Recall that the prisoner’s dilemma is a situation where individuals pursuing their own interests leads to the worst outcome for the group. Repetition allows you to retaliate against selfish behaviour with selfish behaviour; if being selfish is sufficiently damaging to the other party and they care enough about future consequences, then the threat of punishment will induce good behaviour. But sometimes the threat is too weak, as demonstrated by Opec’s historic inability to effect coordinated output cuts.

In the 1980s, economists working in the field of game theory articulated a different way in which repetition induces cooperation. Imagine that the world is populated by the selfish, Hobbesian beings considered in the original prisoner’s dilemma, who struggle – and typically fail – to resist the temptation to behave selfishly. But imagine that there is also a small proportion of righteous people, who refuse to behave selfishly in a prisoner’s dilemma regardless of the material benefits because they care so much about “doing the right thing” (cooperating). Economists showed how the presence of a small number of such saints can be sufficient to convince all the Hobbesian wretches to behave well.

The key condition is that when you enter a prisoner’s dilemma scenario with someone, you cannot be sure if they are righteous or selfish. The uncertainty creates an incentive for people to want to pretend that they are righteous, even if they are actually worthless misanthropes, because everyone wants to do business with the righteous and avoid the selfish.

While your righteousness cannot be ascertained by others based on your physical appearance, your behaviour is a giveaway: since righteous people always cooperate, anyone observed behaving selfishly is guaranteed to be a selfish type, and one slip is all that is necessary for you to be branded.
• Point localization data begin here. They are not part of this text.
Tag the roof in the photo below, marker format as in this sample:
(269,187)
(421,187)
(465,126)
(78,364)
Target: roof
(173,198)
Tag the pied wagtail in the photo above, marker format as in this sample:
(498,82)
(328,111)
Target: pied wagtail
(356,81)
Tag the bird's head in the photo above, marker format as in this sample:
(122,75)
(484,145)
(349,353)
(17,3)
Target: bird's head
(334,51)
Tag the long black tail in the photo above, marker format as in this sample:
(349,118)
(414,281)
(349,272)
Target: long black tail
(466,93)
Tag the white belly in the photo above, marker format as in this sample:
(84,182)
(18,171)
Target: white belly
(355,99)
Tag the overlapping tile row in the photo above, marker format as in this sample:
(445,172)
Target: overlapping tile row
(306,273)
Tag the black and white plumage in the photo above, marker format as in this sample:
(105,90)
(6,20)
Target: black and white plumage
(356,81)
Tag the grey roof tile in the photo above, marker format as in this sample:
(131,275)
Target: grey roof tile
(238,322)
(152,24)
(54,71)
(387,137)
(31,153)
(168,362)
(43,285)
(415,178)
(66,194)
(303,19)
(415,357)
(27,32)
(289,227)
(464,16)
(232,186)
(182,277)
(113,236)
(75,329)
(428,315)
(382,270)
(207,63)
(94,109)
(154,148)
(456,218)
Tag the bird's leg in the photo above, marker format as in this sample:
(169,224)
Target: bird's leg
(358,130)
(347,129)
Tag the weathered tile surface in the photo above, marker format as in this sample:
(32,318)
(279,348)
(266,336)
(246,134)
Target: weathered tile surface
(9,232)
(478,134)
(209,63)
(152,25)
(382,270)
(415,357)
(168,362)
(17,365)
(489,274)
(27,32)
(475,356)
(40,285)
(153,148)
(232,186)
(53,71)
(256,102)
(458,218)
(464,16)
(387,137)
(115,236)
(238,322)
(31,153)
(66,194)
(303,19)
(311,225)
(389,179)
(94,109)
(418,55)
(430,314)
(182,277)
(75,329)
If the benefits of being perceived to be righteous, including repeat business and new opportunities, are sufficiently large, then it becomes optimal for selfish people to cooperate in prisoner’s dilemma settings because they are so keen on having others treat them as potentially righteous.

If this incentive is strong enough, then everyone behaves righteously and everyone continues to be treated as if they might be righteous, but nobody is ever sure who the actual righteous people are.

We see this principle regularly in our day-to-day lives. Some GCC companies are owned and operated by genuinely righteous people and this is reflected in charitable contributions and good treatment of employees. Such acts confer a potential advantage upon the company as customers and workers like to be associated with ethical businesses. The vast majority of companies, however, prioritise profits, but they also want to secure the benefits associated with projecting an image of ethical operations. As such, even ruthlessly capitalistic firms might run large corporate social responsibility programmes as part of an elaborate masquerade, fearing the adverse commercial consequences of being branded an “unethical” company.

However, sometimes the fear of punishment and of having one’s reputation tarnished are still not enough to ensure cooperation, as reflected in the case of Opec and output cuts. Some members have actually cultivated a reputation as being egregious quota violators, apparently without any adverse consequence. Maintaining our Hobbesian theme, achieving the best outcome in certain prisoner’s dilemma scenarios, especially in GCC commerce, is possible only via some sort of leviathan, which we discuss below.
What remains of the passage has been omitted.